The process can be carried out hot, warm, or cold, depending on the application and the material involved. Rolling of blooms, slabs, billets, plates is usually done at temperatures above the recrystallization temperature (hot rolling). Sheet and strip often are rolled cold in order to maintain close thickness tolerances.
About Roll Forming
Roll forming, sometimes spelled rollforming, is a metal forming process in which sheet metal is progressively shaped through a series of bending operations. The process is performed on a roll forming line in which the sheet metal stock is fed through a series of roll stations. Each station has a roller, referred to as a roller die, positioned on both sides of the sheet. The shape and size of the roller die may be unique to that station, or several identical roller dies may be used in different positions. The roller dies may be above and below the sheet, along the sides, at an angle, etc. As the sheet is forced through the roller dies in each roll station, it plastically deforms and bends. Each roll station performs one stage in the complete bending of the sheet to form the desired part. The roller dies are lubricated to reduce friction between the die and the sheet, thus reducing the tool wear. Also, lubricant can allow for a higher production rate, which will also depend on the material thickness, number of roll stations, and radius of each bend. The roll forming line can also include other sheet metal fabrication operations before or after the roll forming, such as punching or shearing.
Roll Forming Line
The roll forming process can be used to form a sheet into a wide variety of cross-section profiles. An open profile is most common, but a closed tube-like shape can be created as well.
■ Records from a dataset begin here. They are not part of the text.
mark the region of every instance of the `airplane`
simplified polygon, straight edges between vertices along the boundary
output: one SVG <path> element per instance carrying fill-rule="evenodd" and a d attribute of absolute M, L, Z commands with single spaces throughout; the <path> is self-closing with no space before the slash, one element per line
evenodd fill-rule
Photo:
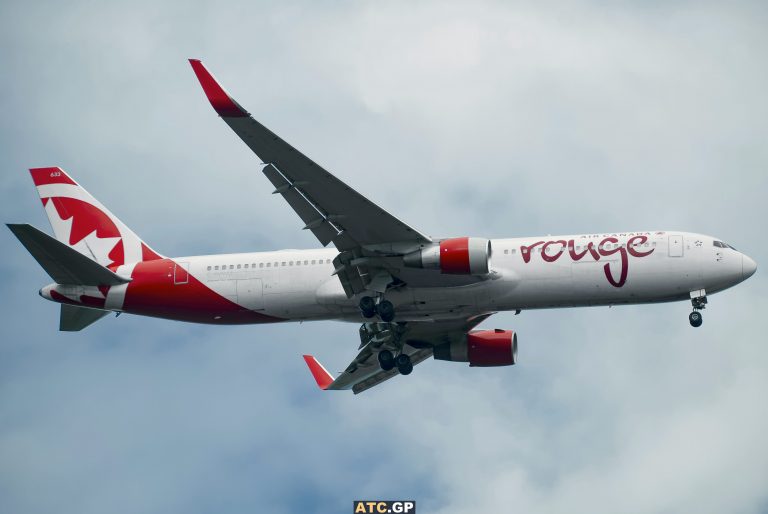
<path fill-rule="evenodd" d="M 33 168 L 55 237 L 8 227 L 54 280 L 39 293 L 61 304 L 62 331 L 111 312 L 213 325 L 362 322 L 358 353 L 338 376 L 304 356 L 321 389 L 357 394 L 429 357 L 515 364 L 513 330 L 475 328 L 499 311 L 687 300 L 699 327 L 708 296 L 757 269 L 721 239 L 682 231 L 429 237 L 261 125 L 200 60 L 189 62 L 213 109 L 261 159 L 273 193 L 323 248 L 166 257 L 64 170 Z"/>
Because the final form is achieved through a series of bends, the part does not require a uniform or symmetric cross-section along its length. Roll forming is used to create very long sheet metal parts with typical widths of 1-20 inches and thicknesses of 0.004-0.125 inches. However wider and thicker sheets can be formed, some up to 5 ft. wide and 0.25 inches thick. The roll forming process is capable of producing parts with tolerances as tight as ±0.005 inches. Typical roll formed parts include panels, tracks, shelving, etc. These parts are commonly used in industrial and commercial buildings for roofing, lighting, storage units, and HVAC applications.